Well, they're owned by the payers.
Okay. So if we were somehow given the ability to do anything we wanted and we said, we want to keep quality essentially where it is, maybe restrict choice a tiny bit, kind of leave access where it is, but we want to shrink cost by 25%. Is that metaphysically possible? And if so, how does that list of participants play a role in that?
Well, 25% is a big number.
No, it's a huge contraction. It's a huge contraction. 25% over the next X years. It's not going to be an overnight 25% reduction, which by the way, let's just make sure people understand this. A 25% reduction in our healthcare spend would still have us being the most expensive country of healthcare in the world. We're not even getting to cost parity with other developed nations.

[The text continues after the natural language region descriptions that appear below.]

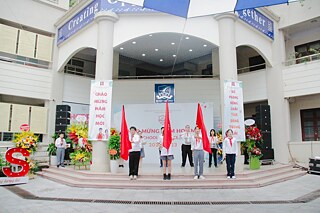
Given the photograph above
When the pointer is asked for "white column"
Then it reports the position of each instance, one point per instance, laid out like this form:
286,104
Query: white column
104,70
228,63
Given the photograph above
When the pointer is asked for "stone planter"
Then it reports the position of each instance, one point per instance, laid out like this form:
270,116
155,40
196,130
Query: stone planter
254,163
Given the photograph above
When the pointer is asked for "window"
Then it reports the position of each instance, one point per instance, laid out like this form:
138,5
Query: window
310,123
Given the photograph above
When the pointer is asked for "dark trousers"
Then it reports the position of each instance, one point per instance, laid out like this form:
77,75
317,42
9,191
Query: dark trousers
214,155
134,158
186,151
230,159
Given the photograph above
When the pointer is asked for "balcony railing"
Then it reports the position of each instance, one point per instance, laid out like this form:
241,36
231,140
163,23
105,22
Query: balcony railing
303,59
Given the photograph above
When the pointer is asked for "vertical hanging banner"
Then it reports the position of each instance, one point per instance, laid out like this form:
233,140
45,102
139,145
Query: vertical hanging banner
233,109
100,110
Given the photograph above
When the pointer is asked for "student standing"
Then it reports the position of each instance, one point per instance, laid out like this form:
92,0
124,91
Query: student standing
166,156
134,153
230,150
214,148
142,143
186,146
198,154
61,147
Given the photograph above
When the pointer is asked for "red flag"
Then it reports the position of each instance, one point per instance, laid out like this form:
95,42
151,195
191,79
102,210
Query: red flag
202,127
125,144
167,134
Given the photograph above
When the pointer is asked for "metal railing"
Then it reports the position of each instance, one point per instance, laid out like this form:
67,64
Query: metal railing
26,63
303,59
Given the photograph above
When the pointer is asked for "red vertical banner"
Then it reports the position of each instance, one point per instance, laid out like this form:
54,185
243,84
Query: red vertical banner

But I'm just thinking about, I'd like to get it closer to 3 trillion than 4 trillion. That's all I'm saying. Sure.
I think the concept of absolute cost reduction is very different than bending the trend. And we can get into whether there are absolute cost reductions that we can think about within the current system and what they would mean and what they would require.
But I think the other way to ask the question longer term is can healthcare inflation mimic GDP inflation as opposed to being 2% faster or could it fall below it? But just getting it to that level of being at the same level of GDP inflation would be an enormous, enormous move and curbing of the healthcare expenditures.